Starter cultures require a specific environment to work. The goal of the fermentation stage is to provide optimum conditions of temperature, humidity, and time for the lactic acid producing bacteria to grow. The conditions need to be favorable to the starter culture and you should follow the culture suppliers recommendations.
The encapsulated acids use naturally occurring acids that are encapsulated with a hydrogenated vegetable oil, which melts at 135°F. The coating allows the use of the acid for the production of a tangy flavor profile in dry and semi-dry meat products. If the acid were not coated, it would denature the proteins and not allow the proteins to properly bind to each other prior to thermal processing. Encapsulated acids greatly reduce the time it takes to produce "tangy" products.
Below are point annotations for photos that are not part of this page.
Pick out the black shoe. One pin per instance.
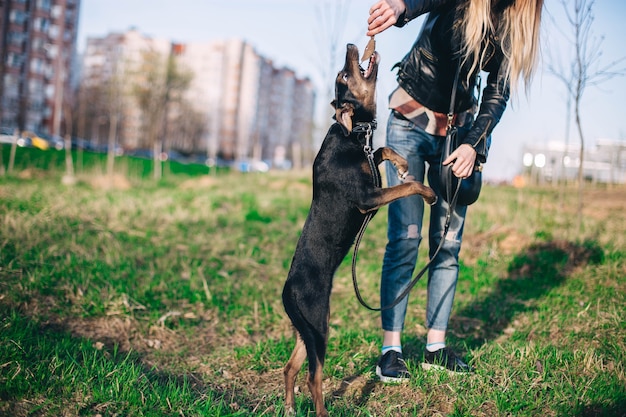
(445, 359)
(391, 368)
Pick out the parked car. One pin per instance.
(54, 141)
(35, 140)
(84, 144)
(7, 135)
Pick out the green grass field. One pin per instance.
(163, 299)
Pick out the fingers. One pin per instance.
(462, 160)
(382, 16)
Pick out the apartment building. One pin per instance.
(111, 71)
(253, 109)
(37, 53)
(247, 108)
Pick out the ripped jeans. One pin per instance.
(404, 232)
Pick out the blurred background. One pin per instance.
(247, 83)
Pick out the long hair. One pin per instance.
(516, 23)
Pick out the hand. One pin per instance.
(383, 15)
(463, 159)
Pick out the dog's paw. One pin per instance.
(402, 169)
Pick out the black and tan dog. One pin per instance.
(343, 192)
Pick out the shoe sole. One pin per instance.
(389, 379)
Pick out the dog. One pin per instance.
(344, 192)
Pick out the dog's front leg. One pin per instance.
(291, 372)
(379, 197)
(388, 154)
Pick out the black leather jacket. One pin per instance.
(427, 72)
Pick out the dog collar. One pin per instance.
(364, 127)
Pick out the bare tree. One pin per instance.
(163, 82)
(331, 16)
(586, 69)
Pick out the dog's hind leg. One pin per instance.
(291, 372)
(315, 386)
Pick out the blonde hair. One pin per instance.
(517, 27)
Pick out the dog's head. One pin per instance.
(355, 90)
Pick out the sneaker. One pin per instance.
(391, 368)
(445, 359)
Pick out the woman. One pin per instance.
(499, 37)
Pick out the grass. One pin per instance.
(164, 300)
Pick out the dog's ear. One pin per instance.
(344, 116)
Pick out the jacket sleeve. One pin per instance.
(493, 103)
(416, 8)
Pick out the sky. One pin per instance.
(298, 34)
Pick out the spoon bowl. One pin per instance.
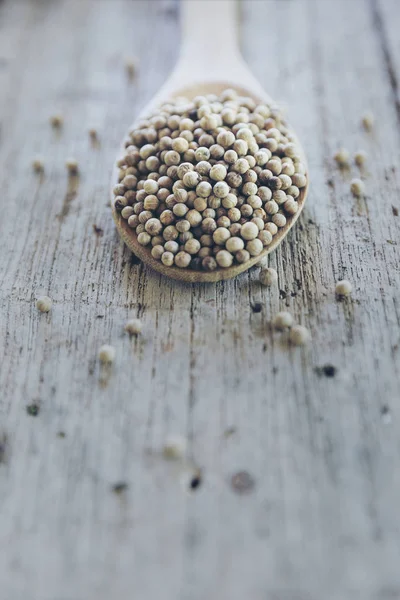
(230, 71)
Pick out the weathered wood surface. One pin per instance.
(322, 520)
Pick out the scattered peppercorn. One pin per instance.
(342, 157)
(134, 326)
(106, 354)
(357, 187)
(343, 288)
(44, 304)
(282, 320)
(38, 165)
(368, 120)
(208, 183)
(299, 335)
(72, 166)
(360, 158)
(268, 276)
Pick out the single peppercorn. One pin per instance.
(282, 320)
(357, 187)
(72, 166)
(299, 335)
(343, 288)
(44, 304)
(342, 157)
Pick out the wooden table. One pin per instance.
(319, 518)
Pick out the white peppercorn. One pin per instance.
(167, 259)
(234, 244)
(299, 335)
(44, 304)
(153, 226)
(192, 246)
(38, 165)
(272, 228)
(249, 231)
(360, 158)
(254, 247)
(271, 207)
(180, 145)
(224, 258)
(221, 235)
(291, 206)
(182, 259)
(189, 183)
(144, 238)
(72, 166)
(342, 157)
(279, 219)
(221, 189)
(157, 252)
(259, 222)
(265, 237)
(368, 120)
(343, 288)
(282, 320)
(357, 187)
(150, 186)
(242, 256)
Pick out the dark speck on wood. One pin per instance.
(98, 230)
(33, 410)
(120, 487)
(242, 482)
(327, 370)
(256, 307)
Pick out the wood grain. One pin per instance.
(322, 519)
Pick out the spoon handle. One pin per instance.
(209, 37)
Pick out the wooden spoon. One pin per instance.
(210, 62)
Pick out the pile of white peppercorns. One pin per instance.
(208, 183)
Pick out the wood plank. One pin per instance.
(322, 519)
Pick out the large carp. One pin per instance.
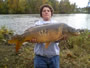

Due to today's microbiological concerns, particularly E. coli O157:H7, Salmonella, and Listeria monocytogenes, meat processors must realize how they can control the growth of certain pathogens. Since the implementation of HACCP, meat processors must also justify why certain critical limits were chosen for critical control points with "scientific documentation."
USDA, 2003. United States Department of Agriculture Food Standards and Labeling Policy Book. Washington, D.C.